813. An Franz von Lenbach

813. An Franz von Lenbach


Wiedensahl 29ten April 91.


Liebster Lenbach!

Ich will dir nur sofort sagen, daß mich dein eigenhändiger Bericht ganz ausnehmend erfreut hat, und daß ich nun, da ich ahne, was du ausgestanden, ganz besonders gern der anmuthigen Hände gedenke, die dich verpflegt haben. Auch traue ich den abgefeimten Tarockmeistern deiner Bekanntschaft viel Gutes zu. Besten Dank ferner für die freundlichen Worte über meinen kleinen Schnickschnack auf Druckpapier. Viel werden's ihrer nicht sein, denen wie dir in angestammter Hellhörigkeit schon ein leichtes Säuseln der Probleme genügend ist, um sich selbstdenkend zu belustigen. Ein emsiger Schritt des Wortes schien mir heilsam. Durch stilistische Behaglichkeit nach Landesbrauch wär mir meine Sach leicht unpaßend dick geworden.

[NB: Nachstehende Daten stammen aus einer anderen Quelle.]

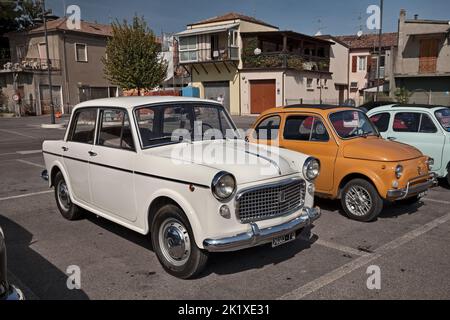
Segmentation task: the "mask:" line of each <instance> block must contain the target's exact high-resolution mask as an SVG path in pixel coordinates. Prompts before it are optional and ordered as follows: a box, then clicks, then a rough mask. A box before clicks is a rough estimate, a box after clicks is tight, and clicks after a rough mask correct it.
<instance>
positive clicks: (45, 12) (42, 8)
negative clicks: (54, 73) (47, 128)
mask: <svg viewBox="0 0 450 320" xmlns="http://www.w3.org/2000/svg"><path fill="white" fill-rule="evenodd" d="M41 8H42V20H43V21H44V36H45V51H46V55H47V71H48V89H49V94H50V110H51V123H52V124H55V123H56V119H55V105H54V104H53V85H52V61H51V59H50V49H49V45H48V30H47V15H48V14H51V10H49V11H46V10H45V0H41Z"/></svg>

Moltke's Tod hat mich beklemmt. Man verspürt Weltschmerz, wenn man sieht, wie die Bildnerin Natur auch ihre besten Arbeiten in den großen Thonkübel zurückschmeißt und sie einstampft mit den Andern. Wer weiß, wann sie uns mal Einen wieder backt gleich diesem.

Sei herzlich gegrüßt, liebster Freund, sammt Frau Gemahlin von deinem alten

Wilh. Busch.

Quelle:
Busch, Wilhelm: Sämtliche Briefe. Band I: Briefe 1841 bis 1892, Hannover 1968, S. 331.